アイルランドのことは、知れば知るほどに興味が深まります。
2021/02/15 URL 編集
naokoguide
いいですよね~、この作品。何度見ても好き。結末もいいですよね。
そうなんです、ケルズの書もデジタルで見られる時代。こちらに来てホンモンを見ても、そのときに開かれたページしか見られませんから、ありがたいですよね。
トム・ムーア監督の「ソング・オヴ・ザ・シー」、そして、まだ日本で上映しているかな?最新作の「ウルフウォーカーズ」もまだご覧になっていなかったら、ぜひお勧めです!
2021/02/15 URL 編集
Wada
トム・ムーア監督の「ソング・オブ・ザー・シー 海のうた」は、ブルーレイが日本でも発売されているようです。「ウルフウォーカーズ」は現在公開中なので観に行ってきます。
そして、何より驚いたのはトム・ムーア監督の作品の多くにKilaが音楽で参加していることです。音楽には疎い私ですが、Kilaは1999年に彼らが録音をしていたアトリエを訪れて取材・撮影したことがあり、私にはU2やエンヤよりも親しみのあるミュージシャンなのです。

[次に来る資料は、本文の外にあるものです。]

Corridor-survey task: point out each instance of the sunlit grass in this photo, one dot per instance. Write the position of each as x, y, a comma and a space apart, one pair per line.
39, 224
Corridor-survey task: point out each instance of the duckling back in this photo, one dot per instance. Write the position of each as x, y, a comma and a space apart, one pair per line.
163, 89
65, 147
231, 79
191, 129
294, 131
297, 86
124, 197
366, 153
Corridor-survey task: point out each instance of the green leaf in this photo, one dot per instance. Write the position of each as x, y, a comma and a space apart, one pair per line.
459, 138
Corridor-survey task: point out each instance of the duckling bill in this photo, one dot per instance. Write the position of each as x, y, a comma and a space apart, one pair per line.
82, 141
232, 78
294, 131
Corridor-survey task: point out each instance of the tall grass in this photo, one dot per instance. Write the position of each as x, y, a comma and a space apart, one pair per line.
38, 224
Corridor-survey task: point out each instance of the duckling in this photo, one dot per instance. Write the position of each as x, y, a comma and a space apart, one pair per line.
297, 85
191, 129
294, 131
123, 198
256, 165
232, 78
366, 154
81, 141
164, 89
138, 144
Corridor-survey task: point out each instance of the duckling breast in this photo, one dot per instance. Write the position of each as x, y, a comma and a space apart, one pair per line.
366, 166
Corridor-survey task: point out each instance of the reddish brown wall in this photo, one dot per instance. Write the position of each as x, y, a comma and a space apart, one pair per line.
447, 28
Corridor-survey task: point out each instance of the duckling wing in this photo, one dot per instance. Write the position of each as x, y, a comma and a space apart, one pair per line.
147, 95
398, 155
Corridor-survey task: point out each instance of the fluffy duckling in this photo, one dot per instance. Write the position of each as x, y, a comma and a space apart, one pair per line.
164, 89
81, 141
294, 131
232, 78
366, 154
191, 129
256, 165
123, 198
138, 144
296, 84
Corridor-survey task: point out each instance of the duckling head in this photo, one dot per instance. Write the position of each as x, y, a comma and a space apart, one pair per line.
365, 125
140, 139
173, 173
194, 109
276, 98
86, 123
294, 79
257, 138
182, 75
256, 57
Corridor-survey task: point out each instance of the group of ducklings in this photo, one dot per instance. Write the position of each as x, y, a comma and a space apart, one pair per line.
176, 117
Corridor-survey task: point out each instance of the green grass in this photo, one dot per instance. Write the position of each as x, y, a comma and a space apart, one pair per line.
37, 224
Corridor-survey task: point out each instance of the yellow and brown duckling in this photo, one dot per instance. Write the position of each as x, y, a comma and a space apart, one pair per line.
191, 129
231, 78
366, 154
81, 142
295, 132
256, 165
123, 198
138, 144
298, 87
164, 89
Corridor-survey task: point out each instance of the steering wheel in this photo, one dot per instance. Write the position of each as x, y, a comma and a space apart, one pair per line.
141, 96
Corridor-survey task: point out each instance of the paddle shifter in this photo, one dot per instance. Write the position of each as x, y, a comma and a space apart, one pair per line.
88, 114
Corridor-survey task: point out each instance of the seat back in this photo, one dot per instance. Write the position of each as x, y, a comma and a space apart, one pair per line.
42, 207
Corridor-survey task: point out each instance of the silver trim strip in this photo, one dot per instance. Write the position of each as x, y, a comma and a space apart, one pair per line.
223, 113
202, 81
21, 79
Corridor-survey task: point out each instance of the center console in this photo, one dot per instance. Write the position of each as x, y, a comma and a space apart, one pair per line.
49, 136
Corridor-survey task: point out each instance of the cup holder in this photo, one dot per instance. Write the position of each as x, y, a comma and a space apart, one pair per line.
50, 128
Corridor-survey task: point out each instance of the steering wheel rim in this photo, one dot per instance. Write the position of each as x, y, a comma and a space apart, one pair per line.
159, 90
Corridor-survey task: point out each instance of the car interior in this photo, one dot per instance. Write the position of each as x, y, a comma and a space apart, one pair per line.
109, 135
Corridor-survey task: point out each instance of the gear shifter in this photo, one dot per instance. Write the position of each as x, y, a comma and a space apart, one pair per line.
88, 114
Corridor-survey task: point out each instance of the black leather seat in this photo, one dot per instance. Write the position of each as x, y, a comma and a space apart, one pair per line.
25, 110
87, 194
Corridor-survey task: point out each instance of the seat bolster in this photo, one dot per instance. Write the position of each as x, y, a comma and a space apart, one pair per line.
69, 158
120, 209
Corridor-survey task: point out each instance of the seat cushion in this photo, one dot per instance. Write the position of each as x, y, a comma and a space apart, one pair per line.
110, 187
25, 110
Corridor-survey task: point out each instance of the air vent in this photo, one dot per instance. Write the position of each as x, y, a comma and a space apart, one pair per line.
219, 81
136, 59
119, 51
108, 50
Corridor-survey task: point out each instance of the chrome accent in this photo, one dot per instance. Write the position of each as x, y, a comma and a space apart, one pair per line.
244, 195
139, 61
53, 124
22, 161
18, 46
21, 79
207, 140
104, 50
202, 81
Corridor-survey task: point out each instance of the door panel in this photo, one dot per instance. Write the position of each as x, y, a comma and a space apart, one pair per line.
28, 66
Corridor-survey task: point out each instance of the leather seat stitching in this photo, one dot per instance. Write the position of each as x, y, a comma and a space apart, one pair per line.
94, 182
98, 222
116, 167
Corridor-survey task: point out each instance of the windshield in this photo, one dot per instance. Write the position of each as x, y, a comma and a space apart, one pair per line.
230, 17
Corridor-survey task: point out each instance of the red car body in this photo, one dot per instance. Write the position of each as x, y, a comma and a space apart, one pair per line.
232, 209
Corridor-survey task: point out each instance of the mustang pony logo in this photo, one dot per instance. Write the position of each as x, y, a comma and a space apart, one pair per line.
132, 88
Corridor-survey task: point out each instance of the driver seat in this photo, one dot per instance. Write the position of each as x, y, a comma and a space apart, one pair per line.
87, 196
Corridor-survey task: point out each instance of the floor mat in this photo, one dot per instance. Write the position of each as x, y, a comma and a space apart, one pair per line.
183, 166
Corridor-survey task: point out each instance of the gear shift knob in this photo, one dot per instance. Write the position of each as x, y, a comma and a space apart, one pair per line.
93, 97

直子さんの日記でKilaのことは書かれているのでしょうか。
2021/02/16 URL 編集
naokoguide
→http://naokoguide.com/blog-entry-1756.html
日本でもライブしてますよね、Kilaは。
アイルランドの伝統音楽をヒッピー、ソウルにした感じで、ユニークでいいですよね!
2021/02/16 URL 編集
Wada
田端にあるミニシアターで公開していたので「ウルフウォーカー」を今日観てきました。
トム・ムーア監督の絵は素晴らしいですね。手描きの良さがあります。
作品が宮崎駿監督の影響を受けていることが良く分かりますが、自然と開発、野生と文明の対立は人類にとって共通の課題ですからね。
kilaの音楽も、トム・ムーア監督作品に合っていました。
ジブリ的な作品が、アイルランドで受け継がれていることが面白いですね。
2021/02/18 URL 編集
naokoguide
とても良かったですよね。細部をもっと見たくて、もう1度観に行こうと思っていたら、ロックダウンになって映画館が閉まってしまいました。
ほんと、宮崎さんはアイルランドに影響を受けて作品を作り、その作品をアイルランド人が見て受け継いでいくという…というのが素晴らしいですよね。
ここにもケルトの渦巻きセオリーが。ぐるぐる、うずうず、連鎖していくのです。